解决单源最短路径问题(Single Source Shortest Paths Problem)的算法包括:
Dijkstra 单源最短路径算法:时间复杂度为 O(E + VlogV),要求权值非负;
Bellman-Ford 单源最短路径算法:时间复杂度为 O(VE),适用于带负权值情况;
对于全源最短路径问题(All-Pairs Shortest Paths Problem),可以认为是单源最短路径问题的推广,即分别以每个顶点作为源顶点并求其至其它顶点的最短距离。例如,对每个顶点应用 Bellman-Ford 算法,则可得到所有顶点间的最短路径的运行时间为 O(V2E),由于图中顶点都是连通的,而边的数量可能会比顶点更多,这个时间没有比 Floyd-Warshall 全源最短路径算法 O(V3) 更优。那么,再试下对每个顶点应用 Dijkstra 算法,则可得到所有顶点间的最短路径的运行时间为 O(VE + V2logV),看起来优于 Floyd-Warshall 算法的 O(V3),所以看起来使用基于 Dijkstra 算法的改进方案好像更好,但问题是 Dijkstra 算法要求图中所有边的权值非负,不适合通用的情况。

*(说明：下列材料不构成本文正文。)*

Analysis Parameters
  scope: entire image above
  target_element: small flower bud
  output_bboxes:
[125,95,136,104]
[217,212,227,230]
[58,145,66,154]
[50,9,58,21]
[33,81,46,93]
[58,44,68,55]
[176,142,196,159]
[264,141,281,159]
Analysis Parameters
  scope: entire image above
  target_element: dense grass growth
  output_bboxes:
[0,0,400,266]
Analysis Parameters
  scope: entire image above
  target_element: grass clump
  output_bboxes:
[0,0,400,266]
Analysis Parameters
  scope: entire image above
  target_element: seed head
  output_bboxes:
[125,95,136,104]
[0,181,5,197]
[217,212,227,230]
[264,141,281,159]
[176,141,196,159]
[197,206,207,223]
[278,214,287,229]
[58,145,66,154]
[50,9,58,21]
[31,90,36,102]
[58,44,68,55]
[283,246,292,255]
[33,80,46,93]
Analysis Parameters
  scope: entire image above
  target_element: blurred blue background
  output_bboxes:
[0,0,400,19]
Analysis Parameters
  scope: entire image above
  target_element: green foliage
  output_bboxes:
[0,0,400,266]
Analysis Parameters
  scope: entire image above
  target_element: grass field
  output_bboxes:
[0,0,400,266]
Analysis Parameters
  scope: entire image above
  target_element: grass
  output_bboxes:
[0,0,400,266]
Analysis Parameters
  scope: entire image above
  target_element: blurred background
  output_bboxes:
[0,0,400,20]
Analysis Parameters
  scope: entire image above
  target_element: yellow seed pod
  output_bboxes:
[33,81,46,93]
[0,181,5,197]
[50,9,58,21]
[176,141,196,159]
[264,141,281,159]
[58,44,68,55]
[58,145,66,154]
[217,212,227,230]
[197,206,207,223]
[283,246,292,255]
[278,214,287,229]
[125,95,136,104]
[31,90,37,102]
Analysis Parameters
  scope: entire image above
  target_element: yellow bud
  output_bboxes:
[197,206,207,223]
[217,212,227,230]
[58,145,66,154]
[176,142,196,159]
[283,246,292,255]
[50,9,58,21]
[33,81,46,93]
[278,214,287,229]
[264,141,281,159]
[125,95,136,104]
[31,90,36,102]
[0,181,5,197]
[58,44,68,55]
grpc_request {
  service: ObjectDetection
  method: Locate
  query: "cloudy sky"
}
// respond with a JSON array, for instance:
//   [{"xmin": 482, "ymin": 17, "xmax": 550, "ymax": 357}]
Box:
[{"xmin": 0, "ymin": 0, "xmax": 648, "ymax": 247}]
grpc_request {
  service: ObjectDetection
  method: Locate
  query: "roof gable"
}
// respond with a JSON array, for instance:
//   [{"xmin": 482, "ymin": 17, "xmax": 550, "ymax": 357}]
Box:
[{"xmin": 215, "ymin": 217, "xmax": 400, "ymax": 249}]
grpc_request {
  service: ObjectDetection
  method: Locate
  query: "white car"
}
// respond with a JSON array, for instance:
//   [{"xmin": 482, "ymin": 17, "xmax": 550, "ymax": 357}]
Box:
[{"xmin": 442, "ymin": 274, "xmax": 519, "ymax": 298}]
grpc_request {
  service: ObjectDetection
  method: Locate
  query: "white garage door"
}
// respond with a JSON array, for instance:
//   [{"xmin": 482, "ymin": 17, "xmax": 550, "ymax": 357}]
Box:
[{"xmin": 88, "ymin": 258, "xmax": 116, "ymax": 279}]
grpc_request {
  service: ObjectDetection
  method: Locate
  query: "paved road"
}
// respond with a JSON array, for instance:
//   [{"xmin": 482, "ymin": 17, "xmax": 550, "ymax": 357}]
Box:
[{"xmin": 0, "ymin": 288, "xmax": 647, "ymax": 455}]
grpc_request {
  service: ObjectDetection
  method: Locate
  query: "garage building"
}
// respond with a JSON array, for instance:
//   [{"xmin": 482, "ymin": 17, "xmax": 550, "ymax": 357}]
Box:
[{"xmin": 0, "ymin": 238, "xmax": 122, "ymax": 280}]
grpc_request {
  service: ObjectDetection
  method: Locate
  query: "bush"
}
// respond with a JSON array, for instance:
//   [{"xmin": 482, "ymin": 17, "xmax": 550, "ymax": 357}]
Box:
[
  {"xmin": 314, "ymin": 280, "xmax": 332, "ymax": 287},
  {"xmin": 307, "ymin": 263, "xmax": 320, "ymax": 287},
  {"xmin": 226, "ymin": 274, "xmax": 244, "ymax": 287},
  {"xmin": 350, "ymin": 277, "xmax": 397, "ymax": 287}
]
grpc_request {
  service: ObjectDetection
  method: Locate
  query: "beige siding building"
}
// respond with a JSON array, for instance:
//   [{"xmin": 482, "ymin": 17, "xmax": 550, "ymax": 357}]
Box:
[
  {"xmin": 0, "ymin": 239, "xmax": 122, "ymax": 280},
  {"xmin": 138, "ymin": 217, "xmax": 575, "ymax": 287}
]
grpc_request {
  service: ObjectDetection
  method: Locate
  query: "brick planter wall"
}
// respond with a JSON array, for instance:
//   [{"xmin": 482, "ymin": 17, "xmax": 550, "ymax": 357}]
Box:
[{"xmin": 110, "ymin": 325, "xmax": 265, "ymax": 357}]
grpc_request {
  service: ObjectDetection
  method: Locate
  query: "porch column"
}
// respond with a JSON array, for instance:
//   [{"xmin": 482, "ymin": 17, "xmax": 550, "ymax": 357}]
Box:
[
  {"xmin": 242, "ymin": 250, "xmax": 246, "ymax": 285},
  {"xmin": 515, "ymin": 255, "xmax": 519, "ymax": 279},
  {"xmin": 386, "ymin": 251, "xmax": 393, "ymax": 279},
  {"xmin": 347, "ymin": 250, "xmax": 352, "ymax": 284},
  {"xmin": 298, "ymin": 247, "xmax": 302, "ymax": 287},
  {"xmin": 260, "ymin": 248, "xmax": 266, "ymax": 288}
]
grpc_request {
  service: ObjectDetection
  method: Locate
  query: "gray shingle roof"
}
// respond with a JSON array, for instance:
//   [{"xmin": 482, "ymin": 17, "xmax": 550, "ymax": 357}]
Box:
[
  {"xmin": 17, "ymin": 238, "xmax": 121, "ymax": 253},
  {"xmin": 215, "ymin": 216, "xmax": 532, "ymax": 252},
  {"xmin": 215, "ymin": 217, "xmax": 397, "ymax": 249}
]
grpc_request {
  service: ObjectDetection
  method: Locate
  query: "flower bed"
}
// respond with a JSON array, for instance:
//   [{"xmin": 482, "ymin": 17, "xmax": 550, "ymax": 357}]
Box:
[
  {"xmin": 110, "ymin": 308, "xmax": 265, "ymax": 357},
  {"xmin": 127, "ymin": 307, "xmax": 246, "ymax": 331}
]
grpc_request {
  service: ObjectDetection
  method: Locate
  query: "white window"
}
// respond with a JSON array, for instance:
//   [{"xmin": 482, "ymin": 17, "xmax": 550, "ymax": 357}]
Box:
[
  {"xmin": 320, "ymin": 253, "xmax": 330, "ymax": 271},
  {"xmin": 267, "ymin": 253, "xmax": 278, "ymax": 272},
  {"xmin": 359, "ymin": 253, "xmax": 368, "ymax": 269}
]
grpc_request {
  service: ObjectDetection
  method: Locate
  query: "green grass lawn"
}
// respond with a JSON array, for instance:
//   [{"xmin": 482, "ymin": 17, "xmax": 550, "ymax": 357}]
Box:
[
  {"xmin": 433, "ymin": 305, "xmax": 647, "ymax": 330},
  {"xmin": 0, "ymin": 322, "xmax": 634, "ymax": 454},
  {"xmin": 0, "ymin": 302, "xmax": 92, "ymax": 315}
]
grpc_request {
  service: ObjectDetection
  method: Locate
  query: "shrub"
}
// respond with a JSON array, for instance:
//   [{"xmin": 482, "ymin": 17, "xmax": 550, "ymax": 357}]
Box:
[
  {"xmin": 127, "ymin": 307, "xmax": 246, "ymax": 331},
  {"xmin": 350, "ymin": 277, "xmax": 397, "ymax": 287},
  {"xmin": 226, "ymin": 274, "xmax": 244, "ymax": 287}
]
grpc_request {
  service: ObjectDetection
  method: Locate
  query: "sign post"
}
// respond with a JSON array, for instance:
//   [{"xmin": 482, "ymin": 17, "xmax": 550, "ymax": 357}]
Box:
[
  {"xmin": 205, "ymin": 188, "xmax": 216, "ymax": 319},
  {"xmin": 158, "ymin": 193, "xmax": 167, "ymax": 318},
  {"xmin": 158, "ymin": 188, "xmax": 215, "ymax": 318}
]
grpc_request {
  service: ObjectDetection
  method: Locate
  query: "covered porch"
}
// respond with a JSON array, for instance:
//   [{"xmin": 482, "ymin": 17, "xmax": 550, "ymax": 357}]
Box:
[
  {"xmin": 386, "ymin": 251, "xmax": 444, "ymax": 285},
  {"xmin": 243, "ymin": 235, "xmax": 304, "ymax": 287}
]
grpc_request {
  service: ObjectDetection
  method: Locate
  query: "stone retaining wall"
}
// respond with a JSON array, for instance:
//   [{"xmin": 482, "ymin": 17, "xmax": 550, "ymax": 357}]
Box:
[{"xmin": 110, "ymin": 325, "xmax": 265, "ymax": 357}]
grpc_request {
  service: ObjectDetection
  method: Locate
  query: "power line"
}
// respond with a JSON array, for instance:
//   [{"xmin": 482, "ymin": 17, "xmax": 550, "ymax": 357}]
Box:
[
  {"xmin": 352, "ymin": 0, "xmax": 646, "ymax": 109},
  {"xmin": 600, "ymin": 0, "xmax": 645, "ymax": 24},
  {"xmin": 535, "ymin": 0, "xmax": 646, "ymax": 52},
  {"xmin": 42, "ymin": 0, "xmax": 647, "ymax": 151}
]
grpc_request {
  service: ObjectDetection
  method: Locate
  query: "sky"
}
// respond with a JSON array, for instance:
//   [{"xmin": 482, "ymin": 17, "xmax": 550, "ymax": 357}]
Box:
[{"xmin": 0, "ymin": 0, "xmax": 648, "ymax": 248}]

在 1977 年,Donald B. Johnson 提出了对所有边的权值进行 "re-weight" 的算法,使得边的权值非负,进而可以使用 Dijkstra 算法进行最短路径的计算。
我们先自己思考下如何进行 "re-weight" 操作,比如,简单地对每条边的权值加上一个较大的正数,使其非负,是否可行?
比如上面的图中,共 4 条边,权值分别为 1,1,1,4。当前 s --> c 的最短路径是 {s-a, a-b, b-c} 即 1+1+1=3。而如果将所有边的权值加 1,则最短路径就会变成 {s-c} 的 5,因为 2+2+2=6,实际上导致了最短路径的变化,显然是错误的。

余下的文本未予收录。